Jesus begins with God. That’s where we too must begin. God knows our needs. He is the source of our life. He is our hope for a better life. He is the Lord of all creation. Only after Christ has focused our attention on God and His kingdom and His will does he turn to our needs.

“Give us each day our daily bread.”

It’s interesting how much Jesus had to say about our physical needs in only one line. That’s all.

Here again is why so much of our prayer life is ineffective. You and I probably spend most of our prayer time on our physical needs. Yet Jesus devoted four times as much time on our spiritual needs as upon our physical needs.

A young man was going blind. “You might as well shoot me,” he was heard to say. “I could never cope without my eyes.”

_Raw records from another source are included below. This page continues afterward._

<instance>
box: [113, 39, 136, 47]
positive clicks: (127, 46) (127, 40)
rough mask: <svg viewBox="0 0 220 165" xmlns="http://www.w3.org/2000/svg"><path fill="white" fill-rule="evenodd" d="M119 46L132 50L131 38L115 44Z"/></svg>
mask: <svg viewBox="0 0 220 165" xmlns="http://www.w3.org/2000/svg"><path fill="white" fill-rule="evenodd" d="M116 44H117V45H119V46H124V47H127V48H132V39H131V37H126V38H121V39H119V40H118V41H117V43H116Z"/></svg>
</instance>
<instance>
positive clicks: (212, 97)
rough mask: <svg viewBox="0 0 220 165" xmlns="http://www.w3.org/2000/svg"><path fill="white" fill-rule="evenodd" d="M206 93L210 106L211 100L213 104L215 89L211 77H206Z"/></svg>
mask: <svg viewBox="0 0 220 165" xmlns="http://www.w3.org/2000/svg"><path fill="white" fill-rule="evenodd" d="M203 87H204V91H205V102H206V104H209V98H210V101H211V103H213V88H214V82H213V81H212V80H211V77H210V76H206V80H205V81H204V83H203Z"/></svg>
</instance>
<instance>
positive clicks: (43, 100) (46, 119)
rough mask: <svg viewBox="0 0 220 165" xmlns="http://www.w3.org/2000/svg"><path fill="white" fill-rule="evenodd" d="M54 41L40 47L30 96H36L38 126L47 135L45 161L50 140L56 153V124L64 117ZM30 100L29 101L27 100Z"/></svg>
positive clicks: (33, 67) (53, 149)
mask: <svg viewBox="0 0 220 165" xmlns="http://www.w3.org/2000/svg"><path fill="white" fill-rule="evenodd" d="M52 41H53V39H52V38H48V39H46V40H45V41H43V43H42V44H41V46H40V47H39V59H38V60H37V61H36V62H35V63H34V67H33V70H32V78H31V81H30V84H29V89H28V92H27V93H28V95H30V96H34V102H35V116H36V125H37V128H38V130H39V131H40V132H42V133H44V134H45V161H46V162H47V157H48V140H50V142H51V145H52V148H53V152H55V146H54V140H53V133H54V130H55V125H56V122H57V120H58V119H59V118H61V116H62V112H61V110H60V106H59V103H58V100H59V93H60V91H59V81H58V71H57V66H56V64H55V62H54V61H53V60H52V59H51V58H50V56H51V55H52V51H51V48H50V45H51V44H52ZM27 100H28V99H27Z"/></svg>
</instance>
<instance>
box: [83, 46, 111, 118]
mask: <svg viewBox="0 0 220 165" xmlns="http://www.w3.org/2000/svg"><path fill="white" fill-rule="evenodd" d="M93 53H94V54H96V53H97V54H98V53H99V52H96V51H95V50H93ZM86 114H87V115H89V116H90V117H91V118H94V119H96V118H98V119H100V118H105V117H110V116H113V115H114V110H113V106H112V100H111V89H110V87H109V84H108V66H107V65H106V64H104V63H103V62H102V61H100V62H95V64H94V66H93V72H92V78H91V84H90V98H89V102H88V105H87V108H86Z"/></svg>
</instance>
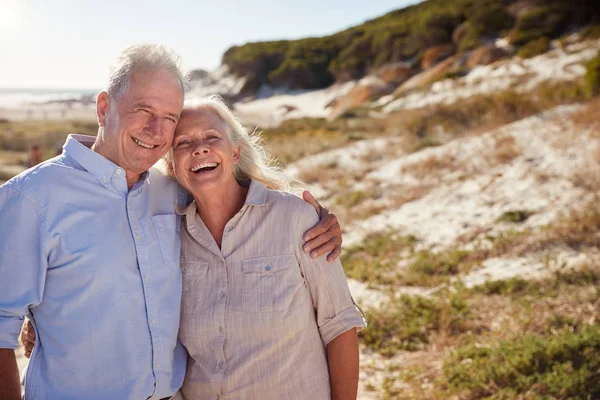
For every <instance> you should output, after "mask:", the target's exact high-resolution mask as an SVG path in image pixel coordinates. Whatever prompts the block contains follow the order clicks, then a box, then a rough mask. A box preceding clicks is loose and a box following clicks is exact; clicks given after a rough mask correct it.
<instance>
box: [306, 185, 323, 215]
mask: <svg viewBox="0 0 600 400" xmlns="http://www.w3.org/2000/svg"><path fill="white" fill-rule="evenodd" d="M302 198H303V199H304V201H306V202H307V203H308V204H310V205H311V206H313V207H314V209H315V211H316V212H317V214H319V215H321V214H322V211H323V207H321V205H320V204H319V202H318V201H317V200H316V199H315V198H314V196H313V195H312V193H311V192H309V191H308V190H304V191H303V192H302Z"/></svg>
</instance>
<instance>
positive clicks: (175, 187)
mask: <svg viewBox="0 0 600 400" xmlns="http://www.w3.org/2000/svg"><path fill="white" fill-rule="evenodd" d="M148 174H149V176H148V183H149V187H150V191H151V193H152V196H153V197H154V198H157V199H165V200H168V201H170V202H171V204H173V202H177V203H178V204H185V203H186V202H187V197H188V194H187V192H186V190H185V189H184V188H183V187H182V186H181V185H180V184H179V183H178V182H177V180H176V179H175V178H173V177H171V176H167V175H165V174H163V173H162V172H160V171H158V170H157V169H155V168H150V170H149V171H148Z"/></svg>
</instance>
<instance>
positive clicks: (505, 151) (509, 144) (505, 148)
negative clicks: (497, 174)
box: [494, 135, 521, 164]
mask: <svg viewBox="0 0 600 400" xmlns="http://www.w3.org/2000/svg"><path fill="white" fill-rule="evenodd" d="M494 141H495V144H494V160H495V161H496V164H508V163H510V162H511V161H512V160H514V159H515V158H517V157H518V156H519V155H520V154H521V152H520V149H519V147H518V146H517V142H516V140H515V138H514V137H513V136H511V135H502V136H498V137H496V138H494Z"/></svg>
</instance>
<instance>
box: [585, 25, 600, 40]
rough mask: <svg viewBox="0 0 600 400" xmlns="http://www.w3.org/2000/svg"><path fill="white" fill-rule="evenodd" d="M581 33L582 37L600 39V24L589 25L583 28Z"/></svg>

But many people do cope without their eyes. Many cope without limbs. Many cope in dire poverty. Many cope with the loss of everyone and everything they hold dear. How do they do it? They do it because they discover there’s something more important in this world than that which is physical.

Take Fanny for example. Fanny Crosby was blind. Yet she contended that she was the happiest person alive. She saw an inner beauty, and that’s so much more important than any beauty that our physical eyes can behold.

This is not to say daily bread is unimportant. Jesus taught us to pray for it. God’s will is for our physical needs to be met. How can we be effective servants if our daily physical needs are not met? It’s perfectly legitimate for us to share with God the pressing concerns of our life whether it be making a mortgage payment, or a baby’s fever, or our own aches and pains. It’s God’s will that we share our physical concerns with Him. But our physical well-being is just part of our deepest needs. Just imagine what a difference it would make if we focused on God and His kingdom.

Forgiving someone who has wronged us is tough. No matter how eloquent our prayers are, we cannot be spiritually whole until we’re able to forgive those who’ve wronged us.

Once in a small church, in a small town, toward the conclusion of the service, a trembling woman came forward and sat on the front pew, asking forgiveness. She hadn’t been in that church for several years. The woman who sat directly behind her looked shocked. She grew pale and nervous. Several people in the congregation looked bewildered and wondered if trouble would start all over again; for there had been trouble, lots of it, tragic and heart-breaking trouble; two murders, court trials with opposing families, and one death in the electric chair.

The trembling woman was the mother of the murderer. The woman behind her . . . it was her husband and son whose blood had been shed. What would the second woman’s reaction be? Would she be able to forgive? Fortunately, she was able. She reached forward to the trembling woman, clasped her hand, and said, “I’m glad you have come back to be with us in the church.” This woman whose husband and son had been murdered later commented, “I feel better than I have felt in years. Now I feel free.”

You and I don’t forgive someone for their sake, but for our own. It’s easy to obtain God’s forgiveness. If we’re sincerely repentant, God will surely forgive. But forgiving ourselves and forgiving others, that’s what’s hard.

“And lead us not into temptation.” We are sinners with infinite possibilities for good, but sinners still. All of us need to wash daily in God’s cleansing streams.

“Lead us not into temptation . . .” It’s Matthew who adds, “But deliver us from evil . . .” He will deliver us from temptation if we ask. If we really want Him to. Many of us, however, are quite happy to be tempted. When tempted, let’s pray for His help. His main concern is our best good.

In prayer our focus is on God, His goodness and His love. We can ask for our physical needs but remember our spiritual needs as well as our need for forgiveness, but also our need to forgive and our need to be kept from temptation.

“For yours is the kingdom, and the power, and the glory forever. Amen.”

It was the early church that added those last lines with which we complete the Lord’s Prayer. But they represent the culmination of everything we believe about this loving God.